La señora Hudson masturba con melancolía a sus huéspedes los días de lluvia.
La situación la vence, no puede resistirse a un acto tan triste como masturbar a Holmes y a Watson. Holmes no deja de fumar su pipa, mirando por la ventana. Un coche de caballos se detiene en la puerta de enfrente. Ha bajado un hombre y el cochero espera.
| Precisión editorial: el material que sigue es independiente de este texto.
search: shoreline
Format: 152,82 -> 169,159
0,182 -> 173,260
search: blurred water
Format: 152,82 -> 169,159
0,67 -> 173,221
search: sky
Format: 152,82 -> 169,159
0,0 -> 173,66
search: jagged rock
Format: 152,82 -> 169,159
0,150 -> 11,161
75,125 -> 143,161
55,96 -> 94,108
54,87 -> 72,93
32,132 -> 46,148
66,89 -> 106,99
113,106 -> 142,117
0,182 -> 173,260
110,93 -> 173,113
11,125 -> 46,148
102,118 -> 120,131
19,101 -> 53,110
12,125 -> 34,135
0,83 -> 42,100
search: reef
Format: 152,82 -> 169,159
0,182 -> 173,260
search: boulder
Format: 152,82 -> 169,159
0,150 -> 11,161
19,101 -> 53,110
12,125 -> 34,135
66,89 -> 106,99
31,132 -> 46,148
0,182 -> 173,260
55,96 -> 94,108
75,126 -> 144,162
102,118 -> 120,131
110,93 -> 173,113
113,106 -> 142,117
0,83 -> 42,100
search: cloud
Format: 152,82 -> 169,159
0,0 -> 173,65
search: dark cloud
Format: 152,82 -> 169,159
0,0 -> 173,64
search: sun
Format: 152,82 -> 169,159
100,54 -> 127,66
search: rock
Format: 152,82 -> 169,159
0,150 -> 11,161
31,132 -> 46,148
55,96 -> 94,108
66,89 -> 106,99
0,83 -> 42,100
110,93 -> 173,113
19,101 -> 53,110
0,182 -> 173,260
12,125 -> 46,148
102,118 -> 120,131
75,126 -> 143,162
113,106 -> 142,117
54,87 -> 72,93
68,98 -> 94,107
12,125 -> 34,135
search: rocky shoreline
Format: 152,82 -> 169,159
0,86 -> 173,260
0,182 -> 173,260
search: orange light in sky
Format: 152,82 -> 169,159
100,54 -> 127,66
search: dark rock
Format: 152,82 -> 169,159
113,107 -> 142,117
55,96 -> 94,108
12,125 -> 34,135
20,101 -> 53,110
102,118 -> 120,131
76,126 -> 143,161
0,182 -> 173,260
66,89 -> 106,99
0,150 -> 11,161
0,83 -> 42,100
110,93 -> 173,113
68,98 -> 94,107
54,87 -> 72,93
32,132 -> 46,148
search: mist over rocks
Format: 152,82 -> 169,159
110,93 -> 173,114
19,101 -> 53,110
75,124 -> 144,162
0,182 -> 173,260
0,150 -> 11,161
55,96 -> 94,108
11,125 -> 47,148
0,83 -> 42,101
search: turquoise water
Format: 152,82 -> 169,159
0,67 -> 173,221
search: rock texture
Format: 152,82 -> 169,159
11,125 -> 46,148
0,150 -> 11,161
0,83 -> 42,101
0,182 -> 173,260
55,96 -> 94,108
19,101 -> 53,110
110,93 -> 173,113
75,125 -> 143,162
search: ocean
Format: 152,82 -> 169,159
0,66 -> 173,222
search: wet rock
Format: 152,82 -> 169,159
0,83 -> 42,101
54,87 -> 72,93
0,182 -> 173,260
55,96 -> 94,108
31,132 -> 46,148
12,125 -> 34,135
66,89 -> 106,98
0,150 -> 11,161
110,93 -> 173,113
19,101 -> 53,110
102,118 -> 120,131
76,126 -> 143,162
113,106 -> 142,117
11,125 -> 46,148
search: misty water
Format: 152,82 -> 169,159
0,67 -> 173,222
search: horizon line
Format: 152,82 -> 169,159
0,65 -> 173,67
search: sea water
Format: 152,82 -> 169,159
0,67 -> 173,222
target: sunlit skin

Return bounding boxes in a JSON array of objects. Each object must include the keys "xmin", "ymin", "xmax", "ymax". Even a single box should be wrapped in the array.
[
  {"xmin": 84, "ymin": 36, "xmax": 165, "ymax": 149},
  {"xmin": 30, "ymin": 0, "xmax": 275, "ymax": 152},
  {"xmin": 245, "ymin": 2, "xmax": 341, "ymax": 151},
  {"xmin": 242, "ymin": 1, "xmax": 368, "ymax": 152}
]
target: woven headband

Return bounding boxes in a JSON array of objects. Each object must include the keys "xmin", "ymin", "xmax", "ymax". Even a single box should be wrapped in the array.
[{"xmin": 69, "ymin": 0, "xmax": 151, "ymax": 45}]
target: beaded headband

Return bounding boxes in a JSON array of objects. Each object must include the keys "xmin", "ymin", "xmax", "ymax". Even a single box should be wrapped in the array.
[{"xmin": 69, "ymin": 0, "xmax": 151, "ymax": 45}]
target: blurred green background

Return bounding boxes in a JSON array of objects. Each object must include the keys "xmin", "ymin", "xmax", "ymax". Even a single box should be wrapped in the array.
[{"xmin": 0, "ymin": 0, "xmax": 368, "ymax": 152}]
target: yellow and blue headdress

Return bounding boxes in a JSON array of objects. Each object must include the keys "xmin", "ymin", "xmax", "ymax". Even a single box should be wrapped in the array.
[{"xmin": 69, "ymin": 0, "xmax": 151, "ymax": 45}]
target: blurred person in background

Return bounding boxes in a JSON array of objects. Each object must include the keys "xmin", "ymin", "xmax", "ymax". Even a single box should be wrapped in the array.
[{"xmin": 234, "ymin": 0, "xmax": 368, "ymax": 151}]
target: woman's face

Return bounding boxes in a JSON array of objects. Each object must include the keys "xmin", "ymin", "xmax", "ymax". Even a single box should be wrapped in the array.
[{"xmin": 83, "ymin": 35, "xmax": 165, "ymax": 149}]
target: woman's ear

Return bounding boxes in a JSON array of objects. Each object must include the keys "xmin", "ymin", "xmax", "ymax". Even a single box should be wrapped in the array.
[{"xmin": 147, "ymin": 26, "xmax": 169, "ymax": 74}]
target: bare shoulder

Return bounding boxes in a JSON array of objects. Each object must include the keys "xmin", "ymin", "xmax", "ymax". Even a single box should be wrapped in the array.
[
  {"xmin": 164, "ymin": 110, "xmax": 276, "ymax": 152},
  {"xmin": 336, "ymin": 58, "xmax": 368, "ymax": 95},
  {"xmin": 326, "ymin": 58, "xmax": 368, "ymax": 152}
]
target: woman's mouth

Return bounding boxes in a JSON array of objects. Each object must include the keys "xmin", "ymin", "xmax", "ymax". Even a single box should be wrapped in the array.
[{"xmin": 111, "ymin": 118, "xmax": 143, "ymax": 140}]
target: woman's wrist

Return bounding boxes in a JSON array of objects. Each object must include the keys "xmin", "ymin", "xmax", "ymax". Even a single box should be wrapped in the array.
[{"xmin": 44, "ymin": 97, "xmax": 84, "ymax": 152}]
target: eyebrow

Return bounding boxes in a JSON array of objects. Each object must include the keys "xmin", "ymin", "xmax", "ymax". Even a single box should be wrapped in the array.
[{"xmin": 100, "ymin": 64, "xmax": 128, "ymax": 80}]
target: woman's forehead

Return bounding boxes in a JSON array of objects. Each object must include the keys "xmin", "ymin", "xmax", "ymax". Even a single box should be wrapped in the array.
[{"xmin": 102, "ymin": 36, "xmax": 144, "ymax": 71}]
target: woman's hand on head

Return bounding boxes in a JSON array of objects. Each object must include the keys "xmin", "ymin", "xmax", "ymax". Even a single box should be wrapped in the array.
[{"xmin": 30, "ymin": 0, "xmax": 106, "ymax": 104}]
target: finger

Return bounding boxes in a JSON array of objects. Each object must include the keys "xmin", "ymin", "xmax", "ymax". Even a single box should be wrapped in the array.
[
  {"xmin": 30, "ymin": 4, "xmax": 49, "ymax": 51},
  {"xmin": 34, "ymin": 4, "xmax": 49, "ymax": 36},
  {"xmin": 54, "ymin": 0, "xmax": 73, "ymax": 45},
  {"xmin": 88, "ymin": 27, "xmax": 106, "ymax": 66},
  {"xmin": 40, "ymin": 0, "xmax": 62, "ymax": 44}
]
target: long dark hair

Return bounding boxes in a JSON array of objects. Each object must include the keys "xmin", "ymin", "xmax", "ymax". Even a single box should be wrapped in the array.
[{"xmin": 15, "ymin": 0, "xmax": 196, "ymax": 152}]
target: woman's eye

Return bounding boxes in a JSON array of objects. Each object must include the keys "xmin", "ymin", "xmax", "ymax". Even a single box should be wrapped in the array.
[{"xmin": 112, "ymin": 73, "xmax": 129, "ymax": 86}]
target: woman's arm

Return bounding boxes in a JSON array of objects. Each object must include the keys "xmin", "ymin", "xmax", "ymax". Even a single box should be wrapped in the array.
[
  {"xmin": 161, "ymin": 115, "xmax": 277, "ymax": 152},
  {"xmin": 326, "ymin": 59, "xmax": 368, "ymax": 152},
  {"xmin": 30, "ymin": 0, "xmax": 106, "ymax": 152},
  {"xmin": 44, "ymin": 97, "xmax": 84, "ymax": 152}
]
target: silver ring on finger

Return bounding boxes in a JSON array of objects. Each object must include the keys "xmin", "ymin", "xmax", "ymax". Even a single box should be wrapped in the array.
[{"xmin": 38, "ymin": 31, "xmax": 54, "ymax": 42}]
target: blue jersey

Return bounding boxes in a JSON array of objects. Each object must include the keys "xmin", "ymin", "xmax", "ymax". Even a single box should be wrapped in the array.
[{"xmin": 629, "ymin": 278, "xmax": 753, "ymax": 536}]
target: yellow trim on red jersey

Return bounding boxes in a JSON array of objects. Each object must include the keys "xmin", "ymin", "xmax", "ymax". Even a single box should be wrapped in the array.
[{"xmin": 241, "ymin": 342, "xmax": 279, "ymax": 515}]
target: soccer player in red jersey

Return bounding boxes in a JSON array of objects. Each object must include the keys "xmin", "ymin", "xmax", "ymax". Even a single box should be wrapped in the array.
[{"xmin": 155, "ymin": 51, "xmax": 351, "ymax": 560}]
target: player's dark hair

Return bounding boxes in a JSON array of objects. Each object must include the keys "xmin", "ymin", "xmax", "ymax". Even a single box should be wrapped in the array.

Watson lee un libro, toma notas en su agenda, procura no mirar a la mujer por no resultar grosero. Bosteza porque ni siquiera se siente comprometido a estar excitado. Es un pacto antiguo que los tres aceptan sin ningún apasionamiento. El doctor cierra los ojos, intenta concentrarse. Todos simulan que son víctimas del tiempo, del mal tiempo; simulan que no están haciendo lo que hacen. A la señora Hudson le gusta hacerlo con las dos manos, a los dos hombres a la vez, sentados en sus butacas los caballeros, uno a cada lado. La habitación está caldeada, el reloj sobre la chimenea se ha detenido porque Holmes insiste en morirse de aburrimiento y hace días que paró el reloj para no perder el tiempo. Holmes suspira, apenas mancha la mano de la señora Hudson cuando eyacula. Watson se retuerce en el sillón, evita mirar a Holmes, piensa solo en la Florencia de la acuarela en la pared. El papel pintado dibuja líneas verticales onduladas, como la lluvia en los cristales, como su propio orgasmo. Holmes se levanta y enciende la luz de gas en el rincón, después abre el armario. Watson vuelve a su máquina de escribir. La señora Hudson, que está arrodillada sobre un cojín, se pone de pie y se limpia las manos con un paño de algodón. El asado está en el horno, escucha el violín a su espalda cuando cierra la puerta. Las tardes de lluvia le entristecen, tanto como el orgasmo silencioso de sus huéspedes, como el quejido de una rama que se quiebra para que el alma se les escape por el pene.
A la señora Hudson le gusta la música, pero cuando llueve no sabe tocar otro instrumento para acompasar las gotas que golpean los cristales.